The authors declare that they have no competing interests.

Figures

Figure 1
Figure 1
Expression changes during brain postnatal development and aging. (a) Correlations among expression-age correlation coefficients (in development or in aging) across subdatasets. The color of the squares changes with the magnitude of the Spearman correlation coefficient between pairs of subdatasets (across 11,563–22,713 common genes in each pairwise comparison); darker colors show stronger negative (red) or positive (blue) correlation. Row and column labels indicate the brain region and the edge color of the dendrogram shows the time period of datasets. The order of brain regions is determined by agglomerative hierarchical clustering using the Spearman correlation coefficients between datasets based on the age-related expression changes. (b) Principle components analysis of age-related expression change in brain regions. The analysis was conducted on an age-expression Spearman correlation coefficient matrix of 11,258 genes and 38 subdatasets. The x- and y-axes show the first and second principle components. The values in the parentheses show the variation explained by each component.
Figure 2
Figure 2
Shared expression changes with age and shared reversals. (a) The number of consistent expression changes in development and aging. Interestingly, there is a trend toward 1.7% more consistently up-regulated genes during development, and 12.3% more consistently down-regulated genes during aging. This was also in line with 16/19 datasets harboring more up-regulated significant genes during development, and 10/12 datasets harboring more down-regulated significant genes during aging (Figure S2). (b) The proportion of different trends in age-related expression change in each dataset and among the genes showing consistent change across datasets. No effect size or significance cutoff was used. Up-down: up-regulation in development and down-regulation in aging; Down-up: down-regulation in development and up-regulation in aging; Monotonic increase: up-regulation in development and up-regulation in aging; Monotonic decrease: down-regulation in development and down-regulation in aging. (c) Average expression trajectories of consistent reversal gene clusters, plotted against individual age. The x-axis shows the age of samples on the fourth root scale and the y-axis shows the scaled mean expression level for each cluster. The spline curves indicate the mean expression change with age for each dataset and brain region.
Figure 3
Figure 3
Shared GO Biological Process (BP) categories enriched for up-down genes. The 113 GO BP categories were chosen for showing a trend for enrichment in up-down genes (odds ratio > 1) in all 19 datasets (p = 0.017). The 113 categories were summarized by REVIGO. Different colors show different superclusters and the size of each box is determined by the uniqueness of the categories.
Figure 4
Figure 4
Reversal proportion of the genes up-regulated during in vitro neuronal differentiation and in postnatal development. The gray points show the reversal proportion in 1000 permutations of individual labels in each dataset, whereas the red points show the observed proportions (i.e. number of up-down genes divided by the number of up-up genes, among genes up-regulated during neuronal differentiation).

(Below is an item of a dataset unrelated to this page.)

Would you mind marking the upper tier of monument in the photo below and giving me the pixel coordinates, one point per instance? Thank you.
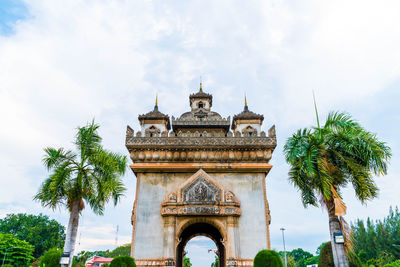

Statistical significance of each dataset is indicated by asterisks, which represent nominal p-values from permutations of individual ages (without correction for multiple testing).
Figure 5
Figure 5
Three examples of expression-age trajectories among clusters of synapse-related and up-down-enriched GO BP categories (Group 9 in Fig. 3). The y-axis shows the scaled expression level and x-axis shows the age of samples on the fourth root scale. The spline curves indicate the mean expression change with age among cluster member genes for each dataset and brain region (for all of the clusters see Figure S11). The three clusters were chosen for showing peak expression at ages earlier or later than 20 years of age.